Great overview! In 2017 I ditched most of social media too. In 2018, I'm committing to blogging frequently too. I am taking the POSSE approach too with Linkedin and Medium being the most relevant syndication, with a sprinkle of Twitter and Facebook.

I look forward to what you share next on the topic!

Tantek (not verified):

Great post @Dries! #openweb #indieweb

Go for it. POSSEing to Twitter^1 and Facebook^2 works quite well.

Whether notes^3 / status updates (since 2010), or photos^4 (since 2015), it’s totally doable, and brings incredible peace of mind and a greater sense of ownership & control over your content.

You may also want to look into POSSEing replies^5, owning your comments as it were.

This comment for example, was originally posted on tantek.com as a single post, a multi-reply^6, automatically POSSEd to Twitter where it was auto-ellipsed & threaded^7 with your tweet, and only manually cross-posted on your original post.

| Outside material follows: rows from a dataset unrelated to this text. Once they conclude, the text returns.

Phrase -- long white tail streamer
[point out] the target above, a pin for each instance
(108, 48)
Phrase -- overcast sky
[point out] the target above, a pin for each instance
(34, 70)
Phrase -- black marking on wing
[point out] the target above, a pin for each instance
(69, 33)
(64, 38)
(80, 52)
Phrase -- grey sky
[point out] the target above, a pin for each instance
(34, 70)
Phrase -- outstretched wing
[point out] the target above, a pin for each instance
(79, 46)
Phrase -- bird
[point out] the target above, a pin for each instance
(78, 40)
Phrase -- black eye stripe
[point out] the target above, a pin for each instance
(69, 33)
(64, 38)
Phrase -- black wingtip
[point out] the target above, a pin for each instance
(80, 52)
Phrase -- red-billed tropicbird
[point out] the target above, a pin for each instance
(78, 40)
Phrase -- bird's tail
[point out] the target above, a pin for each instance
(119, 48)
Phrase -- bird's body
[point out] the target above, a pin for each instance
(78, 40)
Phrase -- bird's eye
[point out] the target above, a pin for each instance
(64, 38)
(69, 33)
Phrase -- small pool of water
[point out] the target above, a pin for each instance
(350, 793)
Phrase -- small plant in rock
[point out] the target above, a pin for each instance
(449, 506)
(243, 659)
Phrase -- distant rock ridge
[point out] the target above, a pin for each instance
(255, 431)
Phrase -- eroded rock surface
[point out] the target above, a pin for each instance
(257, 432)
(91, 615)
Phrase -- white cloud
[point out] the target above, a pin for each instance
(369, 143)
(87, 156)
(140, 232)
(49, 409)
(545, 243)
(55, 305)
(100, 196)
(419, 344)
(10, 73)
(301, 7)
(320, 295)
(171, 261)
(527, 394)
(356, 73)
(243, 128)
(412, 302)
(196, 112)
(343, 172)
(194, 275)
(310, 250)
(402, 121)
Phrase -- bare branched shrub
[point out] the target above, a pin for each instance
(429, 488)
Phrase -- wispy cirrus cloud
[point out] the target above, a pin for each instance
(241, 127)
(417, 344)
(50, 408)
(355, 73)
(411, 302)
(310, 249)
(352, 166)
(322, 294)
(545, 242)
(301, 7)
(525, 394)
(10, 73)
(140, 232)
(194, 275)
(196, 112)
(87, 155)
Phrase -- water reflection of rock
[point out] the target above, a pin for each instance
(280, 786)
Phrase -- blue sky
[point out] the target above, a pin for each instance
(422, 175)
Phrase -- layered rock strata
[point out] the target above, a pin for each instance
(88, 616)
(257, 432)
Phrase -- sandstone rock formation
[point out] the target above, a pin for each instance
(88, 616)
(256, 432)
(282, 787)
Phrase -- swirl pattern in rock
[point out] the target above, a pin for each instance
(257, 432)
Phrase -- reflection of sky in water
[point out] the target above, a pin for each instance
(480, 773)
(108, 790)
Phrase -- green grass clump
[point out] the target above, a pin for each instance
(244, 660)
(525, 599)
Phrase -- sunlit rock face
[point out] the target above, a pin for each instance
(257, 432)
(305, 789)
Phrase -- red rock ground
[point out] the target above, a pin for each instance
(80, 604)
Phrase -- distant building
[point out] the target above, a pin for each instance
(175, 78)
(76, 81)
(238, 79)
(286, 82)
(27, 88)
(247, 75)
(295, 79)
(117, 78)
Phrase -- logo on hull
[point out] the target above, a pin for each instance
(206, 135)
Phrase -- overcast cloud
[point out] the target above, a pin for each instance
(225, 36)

Lots more on the IndieWeb wiki, and plenty of friendly folks ready and willing to share cross-platform/language development experience implementing all this stuff in the #indieweb-dev channel:
* https://chat.indieweb.org/dev

Drop by and say hi anytime!

Tantek

1^ https://indieweb.org/Twitter#POSSE_to_Twitter
2^ https://indieweb.org/POSSE_to_Facebook
3^ https://indieweb.org/note
4^ https://indieweb.org/photo
5^ https://indieweb.org/reply
6^ https://indieweb.org/multiple-reply
7^ https://indieweb.org/Twitter#original_has_POSSE_tweet

Original post: http://tantek.com/2018/037/t1/posse-indieweb-twitter-facebook

Dries:

Thanks for being a long-term inspiration, Tantek (and for coining the term POSSE). I'll make sure to check out the links you provided and will incorporate some or all of it into my POSSE plan. Stay tuned!

I like that you first posted your comment on your own site. Hopefully at some point, the manual crosspost to https://dri.es will be automated.

Dries:

Thanks, Ben. I'll stick with Drupal, but I'll check out your components to see if I can re-use any!